Friday, July 31, 2009

Object Models and Relational Joins -- Endless Confusion

Check out this list of questions from Stack Overflow: [Django] join.

These are all folks trying to do joins or outer joins even though they have objects fetched through the ORM.

How does this confusion arise? Easy. Folks work with SQL as if the relational world-view is Important and Universal. It isn't. SQL isn't even a programming language, per se.

Here's the important thing for Django developers to know: SQL is a Hack; Leave it Behind.

The bad news is that all those years spent mastering the ins and outs of the SELECT statement doesn't have as much enduring value as I'd hoped it would have. [Yes, I was a DBA in Ingres and Oracle. I know my SQL.]

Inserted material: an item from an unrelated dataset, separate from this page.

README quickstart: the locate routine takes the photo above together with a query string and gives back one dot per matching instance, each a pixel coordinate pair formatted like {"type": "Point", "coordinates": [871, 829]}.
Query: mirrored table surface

The good news is that Object Navigation replaces much of the hideousness of SQL. To an extent. Let's look at some cases.

Joins in General

SQL SELECT statements are an algebraic specification of a result set. The database is free to use any algorithm to build the required set.

SQL imposes the Join hack because SQL is a completely consistent set algebra system. A simple SELECT returns a row-column set of data. A join between tables has to construct a fake row-column set so that everything is consistent.

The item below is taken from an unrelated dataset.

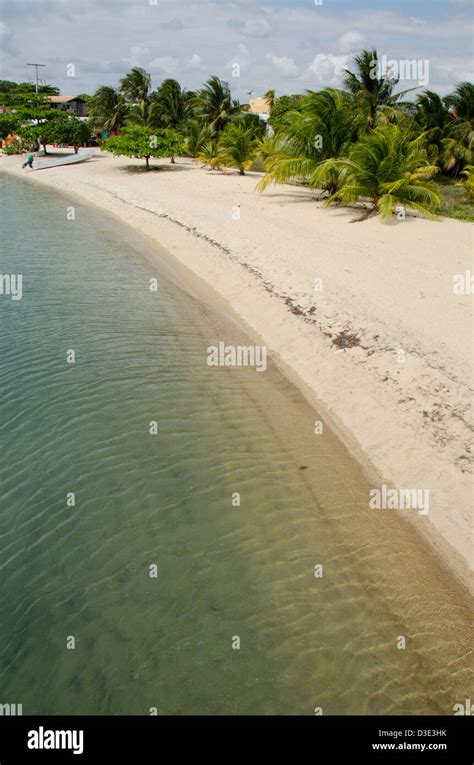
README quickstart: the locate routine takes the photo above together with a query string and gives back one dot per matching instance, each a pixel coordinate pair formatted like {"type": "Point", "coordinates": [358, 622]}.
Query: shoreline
{"type": "Point", "coordinates": [406, 423]}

A Join is nothing more than navigation from an object to associated objects. In OO world, this is simply object containment; the navigation is simply the name of a related object. Nothing more.

Master-Detail (1:m) Joins

A master-detail join in SQL works with a foreign key reference on the children.

In Django, this has to be declared in a SQL-friendly way so that the ORM will work.

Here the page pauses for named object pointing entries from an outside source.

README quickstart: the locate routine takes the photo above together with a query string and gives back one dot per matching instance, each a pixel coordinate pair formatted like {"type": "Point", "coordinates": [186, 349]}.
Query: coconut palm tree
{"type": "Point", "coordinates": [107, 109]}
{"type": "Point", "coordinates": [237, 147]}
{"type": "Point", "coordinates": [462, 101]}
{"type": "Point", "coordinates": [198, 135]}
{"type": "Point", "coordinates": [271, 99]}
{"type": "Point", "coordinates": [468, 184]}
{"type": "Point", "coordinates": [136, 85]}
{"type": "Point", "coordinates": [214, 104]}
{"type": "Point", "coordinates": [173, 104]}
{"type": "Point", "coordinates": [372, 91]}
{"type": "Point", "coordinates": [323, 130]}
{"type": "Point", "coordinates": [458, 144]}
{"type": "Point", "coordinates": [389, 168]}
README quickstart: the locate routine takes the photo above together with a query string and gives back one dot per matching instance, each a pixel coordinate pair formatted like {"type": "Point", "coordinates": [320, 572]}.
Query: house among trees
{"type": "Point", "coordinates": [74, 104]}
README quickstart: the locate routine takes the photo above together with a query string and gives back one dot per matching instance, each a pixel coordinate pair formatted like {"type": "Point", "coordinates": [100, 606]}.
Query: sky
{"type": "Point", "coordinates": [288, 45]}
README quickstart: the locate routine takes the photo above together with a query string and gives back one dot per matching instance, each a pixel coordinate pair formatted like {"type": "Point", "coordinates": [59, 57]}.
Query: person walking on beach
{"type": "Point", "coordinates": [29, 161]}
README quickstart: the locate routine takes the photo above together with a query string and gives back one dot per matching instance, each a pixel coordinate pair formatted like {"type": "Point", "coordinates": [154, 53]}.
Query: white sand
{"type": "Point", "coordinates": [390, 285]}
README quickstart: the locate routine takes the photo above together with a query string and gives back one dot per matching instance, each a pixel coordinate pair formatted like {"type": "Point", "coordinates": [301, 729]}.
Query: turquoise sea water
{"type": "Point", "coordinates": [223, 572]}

class Master( models.Model ):

class Detail( models.Model ):
master= models.ForeignKey( Master )

The "Join" query is simply this. The "detail_set" name is deduced by Django from the class that contains the foreign key.

for m in Master.objects.filter():
process m
for d in m.detail_set.all():
process d

"But wait!" the SQL purist cries, "isn't that inefficient?" The answer is "rarely". It's possible that the RDBMS, doing a "merge-join" algorithm to build the entire result set might be quicker than this.

As practical matter, however, the rest of the web transaction -- including the painfully slow download -- will dominate the timeline.

Association (m:m) Joins

An association in SQL requires an intermediate table to carry the combinations of foreign keys.

In Django, this has to be declared in a SQL-friendly way so that the ORM will work.

class This( models.Model ):

class That( models.Model ):
these = models.ManyToManyField( This )

The navigation, however, is simply following the relationships. There's no complicated SQL join required.

for this in This.objects.filter():
for that in this.that_set.all():
process this and that

Here's the other side of the navigation.

for that in That.objects.filter():
for this in that.these:
process this and that

Outer Joins

An Outer Join is a "Join with Null for Missing Relationships". It's navigation with an if-statement or an exception clause.

for that in That.objects.filter():
this = that.this_set.get()
except This.DoesNotExist:
this = None
process this and that

There isn't any "join" in object-oriented programming. The ORM layer removes the need.


  1. You might be interested in RQL which is similar to SPARQL and CubicWeb's way to get data from the database.

  2. > "But wait!" the SQL purist cries, "isn't that inefficient?" The answer is "rarely".

    I'll have to disagree with you there. There answer is, "if there are many parent rows, yes". Fetching a single result set is definitely faster than executing hundreds of individual SELECT statements. SQLAlchemy, as you know, abstracts the JOIN in the "first grab each parent item, then grab each child item" problem into a feature called "eager loading". So I don't think the problem is JOINs per se but just being able to use them appropriately in conjunction with an object model.

  3. Mike's right, and I'd say most systems I've worked on in the past few years have been of that size.

    There's another way to architect a large system, however. If your system of record is under heavy load, and you are therefore already caching most of your child objects, it can be faster to farm your query out to a replicated repository (like Lucene), fetch a list of ids, and then fetch objects from the cache.

  4. I attended a Django tutorial and was blown away by the idea that SQL really isn't a factor, even though you're using data from a database.
    For 10 years, my whole world was SQL. Hard to believe it's fading into the background.
    Progress and Moore's Law make everything esoteric after a while. I wouldn't group SQL in with Assembly (for a number of reasons), but it appears ORM's have become common and efficient enough to make SQL knowledge obsolete, for web programmers, at least.

  5. fumanchu: yes, we're doing that on a project now (sorta). lucene is basically a way of providing views. we still use SQL all over the place though for smaller ad-hoc result sets.

    infixum: SQL being obviated by ORMs is not how we all look at it.